Cuando trató de moverse, la sensación de los recuerdos comenzó a abrumarlo. Los recuerdos de su vida pasada y los de este nuevo cuerpo se entrelazaban, creando un caos momentáneo en su mente. Pero entonces, algo lo distrajo. Junto a su cama, una mujer de belleza imposible lo observaba con ojos dorados llenos de emoción y alivio. Era Cersei, mucho más hermosa que en cualquier relato o representación de su vida anterior.
—Mi cachorro, estás despierto... —susurró Cersei con una mezcla de ternura y autoridad—. ¡Traed al maestre, rápido! —gritó a las sirvientas.

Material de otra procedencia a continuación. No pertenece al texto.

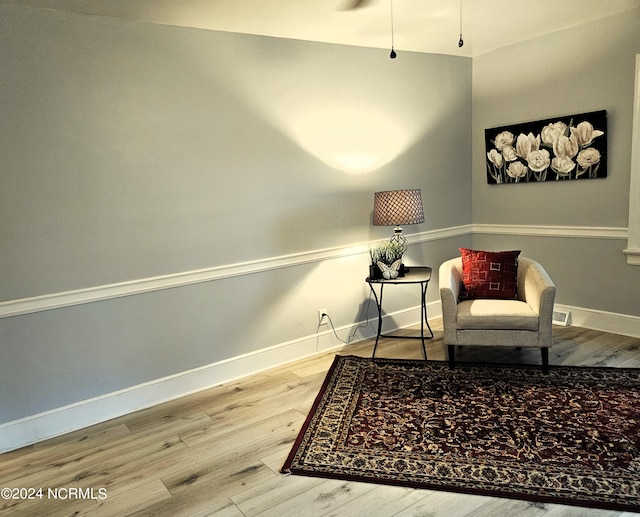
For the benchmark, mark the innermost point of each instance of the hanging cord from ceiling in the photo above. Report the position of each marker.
(460, 41)
(393, 52)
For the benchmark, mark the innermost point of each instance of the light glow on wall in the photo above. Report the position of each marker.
(348, 139)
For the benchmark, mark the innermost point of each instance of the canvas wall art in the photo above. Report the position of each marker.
(573, 147)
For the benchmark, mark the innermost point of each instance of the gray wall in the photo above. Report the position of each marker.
(132, 150)
(582, 69)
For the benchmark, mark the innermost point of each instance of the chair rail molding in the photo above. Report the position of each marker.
(59, 300)
(633, 244)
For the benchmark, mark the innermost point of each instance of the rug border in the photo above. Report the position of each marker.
(286, 468)
(338, 359)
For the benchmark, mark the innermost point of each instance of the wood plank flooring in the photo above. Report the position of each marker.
(219, 452)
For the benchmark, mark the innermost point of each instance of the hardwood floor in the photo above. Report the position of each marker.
(219, 452)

Leónidas la observó en silencio, analizando su comportamiento. Sabía que Cersei era mucho más de lo que mostraba en su exterior. Era calculadora, fría cuando era necesario, pero su apego hacia él parecía genuino. Aun así, no podía dejarse llevar por las apariencias.

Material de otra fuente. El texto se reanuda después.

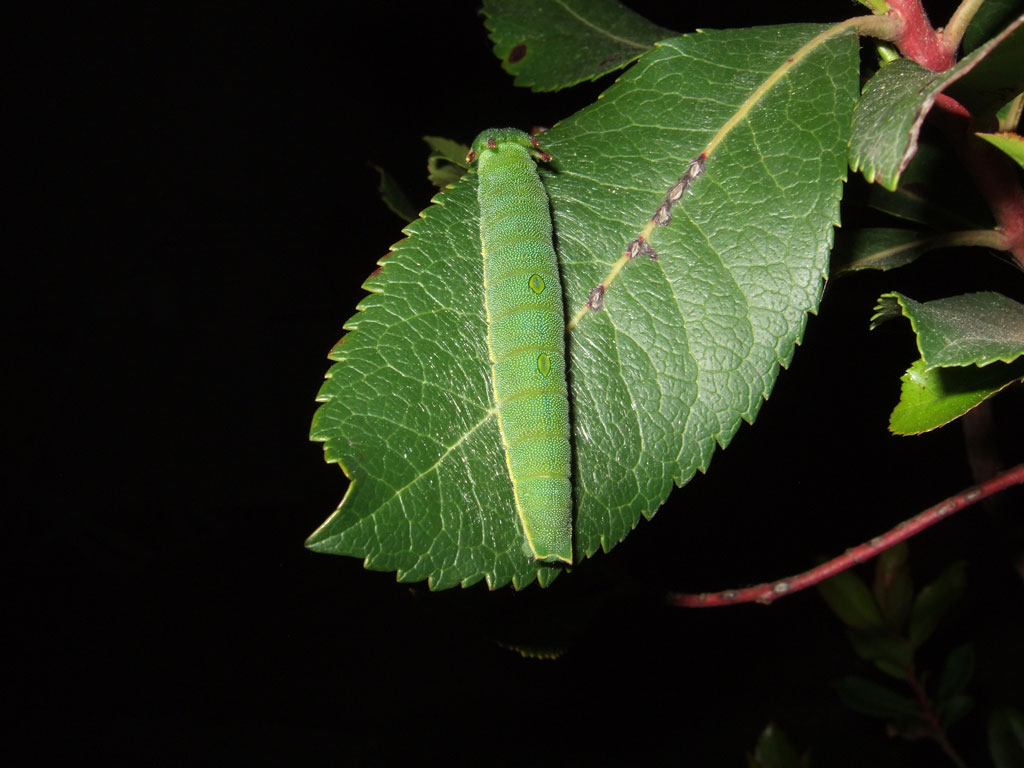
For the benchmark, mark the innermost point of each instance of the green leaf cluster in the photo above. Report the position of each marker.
(971, 347)
(887, 624)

—Madre... estoy bien —dijo con una voz que aún resonaba con la autoridad que había aprendido a manejar desde joven—. Sólo me duele un poco la cabeza. Quiero agua y descansar, por favor.
Cersei lo miró con orgullo y algo de alivio.

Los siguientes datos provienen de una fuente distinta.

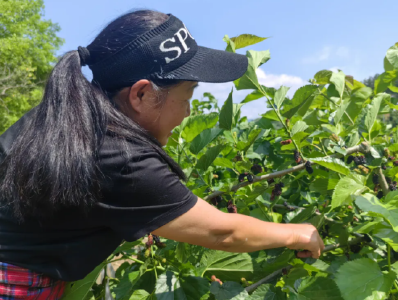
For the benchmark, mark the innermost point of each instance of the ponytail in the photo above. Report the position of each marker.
(53, 162)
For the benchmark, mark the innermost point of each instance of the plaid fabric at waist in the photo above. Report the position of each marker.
(21, 283)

—Está bien, mi león. Descansa. Te mandaré agua. —Cersei se levantó y salió de la habitación, gritando órdenes a las sirvientas.
En cuanto la puerta se cerró, Leónidas respiró profundamente, tratando de calmar su mente. Los recuerdos de su vida pasada como un joven sin títulos ni poder, y los recuerdos de este cuerpo, de su vida como Leónidas Baratheon, fluían como un río desbordado. Había mucho que organizar en su mente, muchas decisiones que tomar. Estaba claro que la influencia de su "donante" divino estaba comenzando a manifestarse.
Cuando las sirvientas trajeron el agua, Leónidas ya había empezado a aceptar su nueva vida. El muchacho que había sido antes de despertar era astuto, había sabido cómo ganarse el respeto de Robert Baratheon. A pesar de su desprecio inicial, Robert había comenzado a sentir orgullo por su hijo. Según los recuerdos, Leónidas había insistido en aprender a usar el martillo de guerra, un arma distintiva de los Baratheon, y cuando Robert se negó, el niño no retrocedió. Exigió que, si iba a aprender de alguien, sería del mejor. Ese desafío había desatado una carcajada feroz en Robert, quien finalmente aceptó entrenar personalmente a su hijo.
"Eso me facilitará las cosas", pensó Leónidas. "El chico antes de mí hizo un buen trabajo. Su relación con Robert es clave para lo que está por venir".
Cerró los ojos, sintiendo cómo el cansancio se apoderaba de él. Mañana, el verdadero juego comenzaría.